Exploring sustenance: cereal legume combinations for vegan meat development
文献情報
Kannan Vignesh, Dev Kumar Yadav, D. D. Wadikar, A. D. Semwal
The rapidly increasing global population reached 8 billion in November 2022, which is further projected to reach 9.7 billion by 2050. The question of how to sustainably feed the growing population has become a major concern for many countries. In terms of the global protein supply, animal-based protein sources continue to play a dominant role, particularly in developed countries. However, there is growing interest in plant-based protein sources, particularly in the form of meat analogues, as a way to provide a more sustainable and ethical source of protein. To ensure an adequate supply of protein for the world, it's important to promote sustainable and equitable food systems that provide a variety of nutritious and affordable food options, including both animal and plant-based sources of protein. Additionally, investment in research and development of new plant-based protein sources, as well as new technologies to improve the efficiency and sustainability of animal agriculture, can help to ensure a secure and healthy protein supply for the world's growing population.
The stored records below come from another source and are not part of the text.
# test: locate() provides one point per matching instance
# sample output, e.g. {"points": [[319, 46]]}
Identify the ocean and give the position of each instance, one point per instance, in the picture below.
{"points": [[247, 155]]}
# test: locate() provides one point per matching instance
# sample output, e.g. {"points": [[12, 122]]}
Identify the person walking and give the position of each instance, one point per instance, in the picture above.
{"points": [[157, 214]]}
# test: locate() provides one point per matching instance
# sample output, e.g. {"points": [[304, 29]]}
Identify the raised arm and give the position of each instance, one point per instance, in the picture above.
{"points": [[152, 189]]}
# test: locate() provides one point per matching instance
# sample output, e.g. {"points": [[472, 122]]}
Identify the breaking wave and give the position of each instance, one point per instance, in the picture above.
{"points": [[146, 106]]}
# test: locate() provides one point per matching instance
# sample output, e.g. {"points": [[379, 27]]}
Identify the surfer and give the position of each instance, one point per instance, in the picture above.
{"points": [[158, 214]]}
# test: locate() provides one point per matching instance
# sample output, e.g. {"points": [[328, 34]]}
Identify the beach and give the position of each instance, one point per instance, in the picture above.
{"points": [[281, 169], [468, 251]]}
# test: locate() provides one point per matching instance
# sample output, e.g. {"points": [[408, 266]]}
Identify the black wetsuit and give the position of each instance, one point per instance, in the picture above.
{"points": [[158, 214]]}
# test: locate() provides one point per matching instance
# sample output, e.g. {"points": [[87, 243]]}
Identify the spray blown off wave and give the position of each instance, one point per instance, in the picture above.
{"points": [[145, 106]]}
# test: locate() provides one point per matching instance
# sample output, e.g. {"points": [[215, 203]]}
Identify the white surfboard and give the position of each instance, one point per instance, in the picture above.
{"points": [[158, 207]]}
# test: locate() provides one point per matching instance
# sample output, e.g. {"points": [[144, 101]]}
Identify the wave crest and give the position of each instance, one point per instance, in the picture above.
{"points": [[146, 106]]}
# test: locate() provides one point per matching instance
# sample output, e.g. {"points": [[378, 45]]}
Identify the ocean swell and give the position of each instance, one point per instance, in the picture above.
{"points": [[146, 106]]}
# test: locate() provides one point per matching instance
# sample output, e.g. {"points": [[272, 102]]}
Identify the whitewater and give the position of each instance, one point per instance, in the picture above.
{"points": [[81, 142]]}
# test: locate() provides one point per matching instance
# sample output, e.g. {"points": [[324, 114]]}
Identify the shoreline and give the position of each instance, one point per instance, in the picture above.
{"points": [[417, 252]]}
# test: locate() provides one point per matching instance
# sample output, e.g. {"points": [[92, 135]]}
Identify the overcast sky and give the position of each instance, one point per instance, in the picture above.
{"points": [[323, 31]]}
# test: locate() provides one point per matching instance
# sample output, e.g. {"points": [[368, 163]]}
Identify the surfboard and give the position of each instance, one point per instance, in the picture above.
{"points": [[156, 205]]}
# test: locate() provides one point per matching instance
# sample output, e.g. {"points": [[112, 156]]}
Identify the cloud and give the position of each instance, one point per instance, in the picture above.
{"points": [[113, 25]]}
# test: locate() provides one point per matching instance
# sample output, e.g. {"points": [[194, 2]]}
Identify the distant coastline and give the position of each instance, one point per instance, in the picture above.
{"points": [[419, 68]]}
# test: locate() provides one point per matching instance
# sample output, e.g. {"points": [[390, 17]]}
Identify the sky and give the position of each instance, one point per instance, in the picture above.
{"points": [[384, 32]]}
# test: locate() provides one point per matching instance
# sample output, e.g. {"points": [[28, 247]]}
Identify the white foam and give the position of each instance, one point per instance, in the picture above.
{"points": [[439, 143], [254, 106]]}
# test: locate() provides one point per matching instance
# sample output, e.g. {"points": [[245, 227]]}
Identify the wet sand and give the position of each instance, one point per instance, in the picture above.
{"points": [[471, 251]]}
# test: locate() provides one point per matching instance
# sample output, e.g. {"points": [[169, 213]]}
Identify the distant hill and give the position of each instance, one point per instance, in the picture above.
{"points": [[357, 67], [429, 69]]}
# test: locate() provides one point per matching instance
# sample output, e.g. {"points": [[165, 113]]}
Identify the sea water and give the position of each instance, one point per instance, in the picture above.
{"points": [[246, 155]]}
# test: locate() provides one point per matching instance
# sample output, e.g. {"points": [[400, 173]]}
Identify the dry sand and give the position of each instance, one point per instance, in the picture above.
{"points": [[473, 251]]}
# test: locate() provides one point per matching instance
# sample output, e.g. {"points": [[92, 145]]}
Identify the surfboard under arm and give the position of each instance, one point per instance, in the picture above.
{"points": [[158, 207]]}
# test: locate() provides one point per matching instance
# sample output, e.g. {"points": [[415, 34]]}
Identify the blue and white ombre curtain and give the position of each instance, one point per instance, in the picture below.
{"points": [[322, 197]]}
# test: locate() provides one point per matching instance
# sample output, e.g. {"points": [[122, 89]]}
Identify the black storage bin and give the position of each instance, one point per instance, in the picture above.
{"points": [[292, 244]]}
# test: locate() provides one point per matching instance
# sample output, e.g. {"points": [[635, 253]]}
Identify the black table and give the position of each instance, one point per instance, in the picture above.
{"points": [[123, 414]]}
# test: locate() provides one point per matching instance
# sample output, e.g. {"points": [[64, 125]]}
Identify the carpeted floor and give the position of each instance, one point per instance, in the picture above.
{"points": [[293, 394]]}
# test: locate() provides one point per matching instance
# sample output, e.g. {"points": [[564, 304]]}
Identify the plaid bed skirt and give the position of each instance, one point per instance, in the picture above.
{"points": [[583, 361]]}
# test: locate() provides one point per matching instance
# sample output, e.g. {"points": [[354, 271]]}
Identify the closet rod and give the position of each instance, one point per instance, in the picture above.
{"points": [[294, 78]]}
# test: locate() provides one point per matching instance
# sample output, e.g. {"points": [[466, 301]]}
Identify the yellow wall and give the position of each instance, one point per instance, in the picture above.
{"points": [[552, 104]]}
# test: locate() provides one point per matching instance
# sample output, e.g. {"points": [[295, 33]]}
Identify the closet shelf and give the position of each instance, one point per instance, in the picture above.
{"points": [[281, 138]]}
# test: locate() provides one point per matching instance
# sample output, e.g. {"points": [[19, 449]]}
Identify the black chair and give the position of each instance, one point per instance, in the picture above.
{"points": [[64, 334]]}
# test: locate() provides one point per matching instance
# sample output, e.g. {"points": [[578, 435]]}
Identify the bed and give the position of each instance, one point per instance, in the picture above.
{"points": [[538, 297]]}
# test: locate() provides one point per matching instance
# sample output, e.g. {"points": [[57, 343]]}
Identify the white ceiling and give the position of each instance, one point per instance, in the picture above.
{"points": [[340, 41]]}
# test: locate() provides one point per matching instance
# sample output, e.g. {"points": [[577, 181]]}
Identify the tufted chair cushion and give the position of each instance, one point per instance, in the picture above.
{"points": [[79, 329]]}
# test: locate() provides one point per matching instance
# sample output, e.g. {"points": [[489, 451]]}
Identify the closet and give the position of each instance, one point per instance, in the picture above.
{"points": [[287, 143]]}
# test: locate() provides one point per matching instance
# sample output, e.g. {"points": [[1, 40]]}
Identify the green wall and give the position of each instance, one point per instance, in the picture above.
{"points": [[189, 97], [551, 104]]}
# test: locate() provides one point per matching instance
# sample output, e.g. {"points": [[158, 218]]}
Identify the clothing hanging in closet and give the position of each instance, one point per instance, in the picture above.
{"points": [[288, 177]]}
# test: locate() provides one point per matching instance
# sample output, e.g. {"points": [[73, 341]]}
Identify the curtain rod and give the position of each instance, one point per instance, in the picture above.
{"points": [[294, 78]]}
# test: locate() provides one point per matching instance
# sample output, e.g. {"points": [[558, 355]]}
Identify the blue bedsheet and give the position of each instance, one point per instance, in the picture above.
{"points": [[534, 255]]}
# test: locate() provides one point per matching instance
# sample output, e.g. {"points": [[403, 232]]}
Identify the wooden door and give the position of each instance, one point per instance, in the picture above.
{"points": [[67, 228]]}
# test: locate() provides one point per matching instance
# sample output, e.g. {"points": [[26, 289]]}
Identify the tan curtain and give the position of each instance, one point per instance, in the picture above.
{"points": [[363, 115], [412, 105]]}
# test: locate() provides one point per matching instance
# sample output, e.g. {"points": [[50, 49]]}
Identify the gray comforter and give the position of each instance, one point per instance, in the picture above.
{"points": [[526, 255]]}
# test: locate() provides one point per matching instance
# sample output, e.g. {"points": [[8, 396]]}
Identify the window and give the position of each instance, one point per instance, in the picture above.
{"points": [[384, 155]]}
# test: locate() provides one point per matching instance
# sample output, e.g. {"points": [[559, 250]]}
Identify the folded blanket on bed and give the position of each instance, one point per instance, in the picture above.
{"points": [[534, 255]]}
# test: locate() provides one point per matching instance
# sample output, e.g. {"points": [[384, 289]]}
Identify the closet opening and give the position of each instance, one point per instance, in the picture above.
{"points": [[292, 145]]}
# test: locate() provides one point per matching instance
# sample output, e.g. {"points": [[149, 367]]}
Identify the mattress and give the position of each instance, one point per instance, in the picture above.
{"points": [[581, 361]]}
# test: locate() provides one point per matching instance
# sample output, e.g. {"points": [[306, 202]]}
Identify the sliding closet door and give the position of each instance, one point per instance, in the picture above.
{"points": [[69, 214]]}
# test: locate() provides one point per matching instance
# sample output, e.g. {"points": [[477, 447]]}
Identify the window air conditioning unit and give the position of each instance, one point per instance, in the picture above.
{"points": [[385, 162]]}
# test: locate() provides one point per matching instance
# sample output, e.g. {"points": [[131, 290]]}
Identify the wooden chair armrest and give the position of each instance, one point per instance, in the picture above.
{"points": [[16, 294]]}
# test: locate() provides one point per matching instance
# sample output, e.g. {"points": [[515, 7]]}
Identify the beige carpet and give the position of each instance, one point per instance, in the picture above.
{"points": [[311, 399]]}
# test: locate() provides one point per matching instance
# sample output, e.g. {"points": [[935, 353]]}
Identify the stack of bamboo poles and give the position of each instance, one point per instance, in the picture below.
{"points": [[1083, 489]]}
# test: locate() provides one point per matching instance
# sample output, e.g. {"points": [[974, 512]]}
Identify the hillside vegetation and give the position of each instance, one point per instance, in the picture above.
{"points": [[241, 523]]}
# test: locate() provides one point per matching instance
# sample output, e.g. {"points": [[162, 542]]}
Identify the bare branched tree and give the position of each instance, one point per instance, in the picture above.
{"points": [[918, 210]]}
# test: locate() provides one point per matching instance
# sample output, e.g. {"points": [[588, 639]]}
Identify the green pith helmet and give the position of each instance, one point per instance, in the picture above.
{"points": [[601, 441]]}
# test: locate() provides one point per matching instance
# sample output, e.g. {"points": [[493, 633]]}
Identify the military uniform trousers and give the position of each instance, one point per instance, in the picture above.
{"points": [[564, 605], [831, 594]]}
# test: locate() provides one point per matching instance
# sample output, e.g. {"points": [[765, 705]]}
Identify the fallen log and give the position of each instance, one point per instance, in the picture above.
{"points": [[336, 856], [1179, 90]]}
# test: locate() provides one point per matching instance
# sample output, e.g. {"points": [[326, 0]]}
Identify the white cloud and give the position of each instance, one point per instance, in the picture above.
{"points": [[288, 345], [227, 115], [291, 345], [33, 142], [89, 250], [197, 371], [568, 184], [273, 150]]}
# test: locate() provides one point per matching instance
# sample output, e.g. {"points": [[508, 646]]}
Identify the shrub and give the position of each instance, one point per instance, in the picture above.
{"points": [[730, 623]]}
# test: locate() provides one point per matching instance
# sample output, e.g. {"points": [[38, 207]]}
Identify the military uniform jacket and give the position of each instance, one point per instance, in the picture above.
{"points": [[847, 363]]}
Cereal and legume combinations play a critical role in the development of meat analogues because they provide an important source of protein that can be used to mimic the taste, texture, and nutritional properties of meat. When combined, cereal and legume products can provide a complete source of protein that is comparable to that found in animal-based products. In terms of developing meat analogues, cereal and legume combinations can be used to make products such as veggie burgers, meatless meatballs, and other plant-based meat alternatives. These products can be made using a variety of techniques, including grinding, texturizing, and extruding, to create a product that mimics the taste, texture, and nutritional properties of meat. The current article revolves around the theme of the potential of cereal legume combinations, current practices, challenges faced, novel ingredients and technological practices in developing sustainable meat analogues.